Mother of slain River Falls girls to speak at trauma workshop
As Jessica Peterson raced home to River Falls in July 2012, fearful her ex-husband had just killed their three young daughters, her first interaction with emergency personnel was a call to a 911 operator.
“She stayed on the phone with me as I drove from my job to the police station at that point,” Peterson said. “And it went from there to police officers that had to handle me.”
Authorities discovered the bodies of the girls — 11-year-old Amara, 8-year-old Sophie and 5-year-old Cecilia — in their bedrooms. Peterson said she later learned some of the officers who worked the case have since left law enforcement because of it.
Exposure to trauma by helping professionals, those people whose job it is to provide assistance in times of distress, will be the focus of a training workshop Aug. 19 near the Twin Cities. Peterson is scheduled to speak about her experience and what helped her and the River Falls community through the tragedy.
“What they did for me was amazing, especially the victim advocates,” Peterson said of the support she and her family received during “probably the most awful thing you can experience.”
The event will be led by Jill Ann Anderson, a former forensic psychologist and coach, and Patty Schachtner, St. Croix County chief medical examiner and co-founder of the St. Croix County Suicide Prevention Task Force.
“Trauma exposure training is help for the helping profession,” often the last group to ask for — and accept — help, Anderson said. The daylong session will cover identifying and understanding trauma, and providing a care model for trauma exposure response.
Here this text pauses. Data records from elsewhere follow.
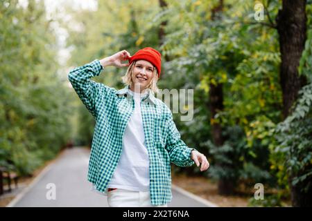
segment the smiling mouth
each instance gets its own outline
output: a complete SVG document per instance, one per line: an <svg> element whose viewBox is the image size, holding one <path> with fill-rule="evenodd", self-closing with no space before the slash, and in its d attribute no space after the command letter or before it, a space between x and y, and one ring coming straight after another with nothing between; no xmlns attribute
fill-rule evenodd
<svg viewBox="0 0 312 221"><path fill-rule="evenodd" d="M147 79L145 77L137 77L137 79L142 80L142 81L146 81Z"/></svg>

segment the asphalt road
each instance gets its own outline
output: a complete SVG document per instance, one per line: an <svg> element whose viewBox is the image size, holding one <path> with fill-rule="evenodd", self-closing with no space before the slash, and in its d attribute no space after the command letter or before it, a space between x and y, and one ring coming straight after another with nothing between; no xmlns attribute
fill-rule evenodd
<svg viewBox="0 0 312 221"><path fill-rule="evenodd" d="M11 202L15 207L107 207L107 198L90 191L87 180L89 151L75 147L65 150L22 193ZM52 190L55 189L55 195ZM168 207L207 207L207 204L172 189ZM48 196L48 198L47 198ZM55 197L55 199L53 199Z"/></svg>

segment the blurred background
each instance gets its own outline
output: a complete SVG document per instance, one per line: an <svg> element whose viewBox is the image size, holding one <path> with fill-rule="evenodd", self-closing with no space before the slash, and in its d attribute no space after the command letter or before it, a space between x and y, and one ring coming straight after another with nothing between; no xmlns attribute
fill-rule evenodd
<svg viewBox="0 0 312 221"><path fill-rule="evenodd" d="M69 71L150 46L162 55L159 88L194 90L193 119L173 117L211 165L207 173L172 165L173 181L200 179L200 195L216 203L312 206L311 3L0 0L3 176L30 177L67 148L89 148L95 122ZM108 67L93 79L119 89L125 73ZM195 193L193 182L184 187ZM257 183L264 200L254 198Z"/></svg>

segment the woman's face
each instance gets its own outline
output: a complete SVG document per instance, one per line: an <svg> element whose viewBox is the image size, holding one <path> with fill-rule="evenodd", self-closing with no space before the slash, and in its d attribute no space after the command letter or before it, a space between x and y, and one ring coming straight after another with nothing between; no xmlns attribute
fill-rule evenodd
<svg viewBox="0 0 312 221"><path fill-rule="evenodd" d="M146 88L153 77L154 68L148 61L136 61L133 67L132 84L139 86L141 91ZM134 85L132 87L134 88Z"/></svg>

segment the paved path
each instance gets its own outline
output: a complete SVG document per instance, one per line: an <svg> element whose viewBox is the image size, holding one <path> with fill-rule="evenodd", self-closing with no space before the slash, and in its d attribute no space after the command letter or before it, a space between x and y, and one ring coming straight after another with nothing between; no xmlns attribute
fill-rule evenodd
<svg viewBox="0 0 312 221"><path fill-rule="evenodd" d="M90 191L87 180L89 151L75 147L65 150L57 160L48 166L29 186L10 203L9 206L96 206L107 207L107 198ZM50 183L56 187L56 199L47 200ZM169 207L206 207L209 202L202 201L173 187L173 200ZM213 206L213 205L212 205Z"/></svg>

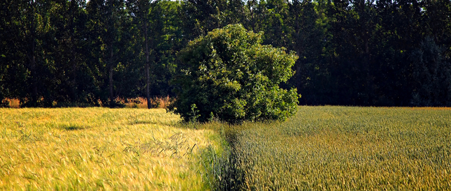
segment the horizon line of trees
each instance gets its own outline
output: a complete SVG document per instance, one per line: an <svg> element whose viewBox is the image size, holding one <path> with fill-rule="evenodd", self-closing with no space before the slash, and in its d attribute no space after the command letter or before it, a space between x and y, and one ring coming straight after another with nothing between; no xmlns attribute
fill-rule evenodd
<svg viewBox="0 0 451 191"><path fill-rule="evenodd" d="M2 0L0 100L174 96L177 53L241 24L299 56L301 105L451 106L450 0ZM149 107L151 105L149 105Z"/></svg>

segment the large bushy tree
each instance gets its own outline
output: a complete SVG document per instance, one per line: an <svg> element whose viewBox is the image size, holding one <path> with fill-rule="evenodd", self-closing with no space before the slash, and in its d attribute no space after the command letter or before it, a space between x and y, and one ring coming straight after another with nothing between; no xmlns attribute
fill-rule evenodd
<svg viewBox="0 0 451 191"><path fill-rule="evenodd" d="M178 54L182 75L169 111L185 121L229 123L285 119L294 114L296 89L279 87L294 73L297 56L262 45L262 33L241 24L215 29L190 42Z"/></svg>

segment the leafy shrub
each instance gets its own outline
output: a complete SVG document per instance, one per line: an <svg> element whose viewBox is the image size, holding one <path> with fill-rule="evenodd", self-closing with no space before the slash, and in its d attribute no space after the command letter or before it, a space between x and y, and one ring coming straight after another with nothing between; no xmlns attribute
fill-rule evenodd
<svg viewBox="0 0 451 191"><path fill-rule="evenodd" d="M295 114L296 89L279 84L294 75L297 56L261 45L262 36L234 24L190 42L178 54L182 72L173 81L178 98L168 111L186 121L217 118L232 123L283 120Z"/></svg>

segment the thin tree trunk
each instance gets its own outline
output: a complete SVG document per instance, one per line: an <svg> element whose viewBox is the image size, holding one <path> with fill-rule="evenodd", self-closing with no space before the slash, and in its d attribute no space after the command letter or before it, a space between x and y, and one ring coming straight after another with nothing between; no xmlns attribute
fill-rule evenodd
<svg viewBox="0 0 451 191"><path fill-rule="evenodd" d="M29 53L29 59L30 59L30 70L31 75L31 103L34 107L37 107L38 105L38 80L37 80L37 72L36 72L36 56L34 55L34 49L35 49L35 29L34 29L34 2L31 1L31 23L30 25L30 32L31 34L31 48Z"/></svg>
<svg viewBox="0 0 451 191"><path fill-rule="evenodd" d="M152 104L150 102L150 73L149 71L149 45L148 45L148 27L147 27L147 21L144 24L145 38L145 96L148 100L148 109L152 107Z"/></svg>
<svg viewBox="0 0 451 191"><path fill-rule="evenodd" d="M113 46L110 47L110 107L114 107L114 95L113 94Z"/></svg>

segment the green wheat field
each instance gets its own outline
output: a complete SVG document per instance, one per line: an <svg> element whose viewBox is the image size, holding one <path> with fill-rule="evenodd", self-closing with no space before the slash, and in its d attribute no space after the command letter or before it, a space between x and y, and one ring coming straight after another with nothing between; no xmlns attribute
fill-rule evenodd
<svg viewBox="0 0 451 191"><path fill-rule="evenodd" d="M239 125L0 109L0 190L451 190L451 109L302 106Z"/></svg>

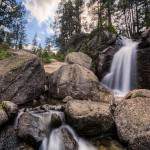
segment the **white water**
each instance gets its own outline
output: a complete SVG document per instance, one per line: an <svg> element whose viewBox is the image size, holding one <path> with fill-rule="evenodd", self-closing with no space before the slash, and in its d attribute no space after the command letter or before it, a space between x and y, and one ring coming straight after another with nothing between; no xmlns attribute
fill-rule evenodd
<svg viewBox="0 0 150 150"><path fill-rule="evenodd" d="M78 143L78 150L97 150L94 146L79 138L73 129L68 125L62 125L58 129L54 129L49 137L49 140L45 138L40 150L65 150L61 129L67 129L73 136L74 140Z"/></svg>
<svg viewBox="0 0 150 150"><path fill-rule="evenodd" d="M138 43L127 38L123 38L122 43L123 47L114 55L110 72L102 80L117 96L124 96L136 86Z"/></svg>
<svg viewBox="0 0 150 150"><path fill-rule="evenodd" d="M57 113L58 115L61 115ZM62 119L65 120L65 119ZM73 139L78 143L78 150L97 150L94 146L79 138L73 129L68 125L62 125L57 129L53 129L48 138L45 138L41 144L40 150L65 150L63 135L61 130L65 128L72 135Z"/></svg>

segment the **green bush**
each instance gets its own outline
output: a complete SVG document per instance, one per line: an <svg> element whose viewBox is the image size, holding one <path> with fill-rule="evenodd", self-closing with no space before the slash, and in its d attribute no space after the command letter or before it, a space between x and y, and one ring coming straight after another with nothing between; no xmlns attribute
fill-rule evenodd
<svg viewBox="0 0 150 150"><path fill-rule="evenodd" d="M8 52L7 49L0 47L0 60L6 59L10 56L11 56L11 54L10 54L10 52Z"/></svg>

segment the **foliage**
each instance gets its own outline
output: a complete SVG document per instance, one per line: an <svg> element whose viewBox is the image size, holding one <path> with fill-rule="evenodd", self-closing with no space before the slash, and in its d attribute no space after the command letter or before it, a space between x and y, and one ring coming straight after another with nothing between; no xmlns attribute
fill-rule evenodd
<svg viewBox="0 0 150 150"><path fill-rule="evenodd" d="M25 43L25 7L17 0L2 0L0 4L0 43L22 49ZM6 30L7 29L7 30Z"/></svg>
<svg viewBox="0 0 150 150"><path fill-rule="evenodd" d="M11 53L7 49L7 45L0 46L0 60L9 58Z"/></svg>
<svg viewBox="0 0 150 150"><path fill-rule="evenodd" d="M81 33L81 13L83 0L61 0L55 20L57 42L61 50L67 50L68 41L74 34Z"/></svg>

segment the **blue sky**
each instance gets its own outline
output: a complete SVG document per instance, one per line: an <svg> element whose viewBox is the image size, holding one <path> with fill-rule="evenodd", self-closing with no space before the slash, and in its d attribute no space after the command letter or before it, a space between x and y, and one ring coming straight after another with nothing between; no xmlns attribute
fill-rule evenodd
<svg viewBox="0 0 150 150"><path fill-rule="evenodd" d="M50 24L54 20L59 0L22 0L22 2L27 10L27 43L32 44L33 37L37 34L38 43L44 45L45 38L54 35Z"/></svg>

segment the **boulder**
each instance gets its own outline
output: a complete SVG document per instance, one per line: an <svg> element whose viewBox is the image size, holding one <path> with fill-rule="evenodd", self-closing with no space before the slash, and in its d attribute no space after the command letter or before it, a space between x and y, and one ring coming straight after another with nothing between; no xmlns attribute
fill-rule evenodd
<svg viewBox="0 0 150 150"><path fill-rule="evenodd" d="M67 128L62 128L61 134L65 150L78 150L79 145Z"/></svg>
<svg viewBox="0 0 150 150"><path fill-rule="evenodd" d="M18 139L13 126L5 126L0 131L0 149L1 150L34 150L31 146Z"/></svg>
<svg viewBox="0 0 150 150"><path fill-rule="evenodd" d="M17 112L18 108L16 104L9 101L0 103L0 126L7 123Z"/></svg>
<svg viewBox="0 0 150 150"><path fill-rule="evenodd" d="M99 83L95 74L78 64L62 66L51 75L49 94L57 99L71 96L75 99L108 103L113 99L111 92Z"/></svg>
<svg viewBox="0 0 150 150"><path fill-rule="evenodd" d="M44 90L45 72L31 53L14 52L0 60L0 100L22 105L40 96Z"/></svg>
<svg viewBox="0 0 150 150"><path fill-rule="evenodd" d="M10 101L3 101L2 106L8 117L12 117L18 112L18 106Z"/></svg>
<svg viewBox="0 0 150 150"><path fill-rule="evenodd" d="M57 71L63 65L67 65L67 63L55 61L50 64L46 64L46 65L44 65L45 73L47 75L51 75L52 73Z"/></svg>
<svg viewBox="0 0 150 150"><path fill-rule="evenodd" d="M0 106L0 126L5 124L9 120L7 113L5 110Z"/></svg>
<svg viewBox="0 0 150 150"><path fill-rule="evenodd" d="M125 99L131 99L131 98L150 98L150 90L147 89L136 89L133 91L130 91L126 96Z"/></svg>
<svg viewBox="0 0 150 150"><path fill-rule="evenodd" d="M50 126L61 125L61 115L57 111L27 110L17 121L18 136L26 141L39 143L48 136Z"/></svg>
<svg viewBox="0 0 150 150"><path fill-rule="evenodd" d="M150 149L150 98L148 95L130 94L114 112L118 136L133 150ZM143 96L145 95L145 96Z"/></svg>
<svg viewBox="0 0 150 150"><path fill-rule="evenodd" d="M92 59L82 52L69 53L65 58L65 62L69 64L78 64L88 69L90 69L92 65Z"/></svg>
<svg viewBox="0 0 150 150"><path fill-rule="evenodd" d="M72 100L66 104L67 122L82 136L96 136L108 133L114 121L106 103L87 100Z"/></svg>

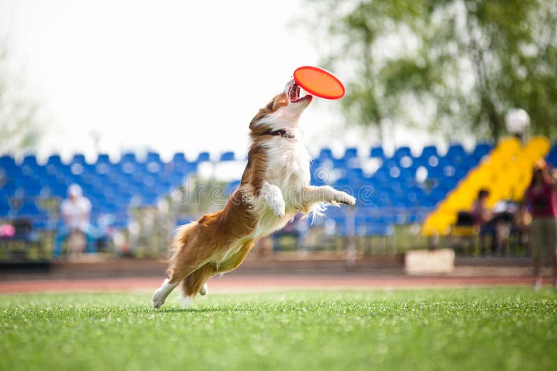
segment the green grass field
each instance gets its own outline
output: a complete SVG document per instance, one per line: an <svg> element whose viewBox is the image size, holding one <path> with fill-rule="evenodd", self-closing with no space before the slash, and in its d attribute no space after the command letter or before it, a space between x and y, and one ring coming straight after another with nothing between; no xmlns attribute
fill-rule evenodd
<svg viewBox="0 0 557 371"><path fill-rule="evenodd" d="M545 288L0 296L0 370L554 370Z"/></svg>

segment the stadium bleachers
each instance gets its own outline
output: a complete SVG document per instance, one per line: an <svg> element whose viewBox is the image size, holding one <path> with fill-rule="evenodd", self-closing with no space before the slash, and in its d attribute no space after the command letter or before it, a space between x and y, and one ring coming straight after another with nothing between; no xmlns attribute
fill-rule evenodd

The training is based on the work of Laura van Dernoot Lipsky and Connie Burk, authors of “Trauma Stewardship: An Everyday Guide to Caring for Self While Caring for Others,” and Dr. Bessel van der Kolk, a noted researcher in the area of post-traumatic stress.
Anderson said the curriculum is suitable for a wide range of professionals, including first responders, teachers, health care workers and veterans.
The highest suicide rates by occupation for women occurred in protective services such as law enforcement officers and firefighters, according to 2012 statistics across 17 states analyzed by the Centers for Disease Control and Prevention.
“Research has suggested that higher suicide rates among police are related to stressors including exposure to traumatic, violent, and lethal situations; work overload; shift work; and access to lethal means,” according to the report.
Schachtner, who worked as an EMT and in an area school district before going to the medical examiner’s office, said it is not realistic for people who encounter trauma to think the exposure does not affect them.
“When we see pain as professionals, our biggest fear is that we may see the same thing at our home,” she said. “Whether it’s the death of a child, the death of a parent, a homicide, a suicide or even a natural death, it brings us to our reality of what’s at home.”
Trauma Exposure Training will be held 8 a.m. to 4:30 p.m. Friday, Aug. 19, at Midland Hills Country Club, Roseville, Minn. Admission is $99 in advance through Aug. 15, and $149 for regular admission.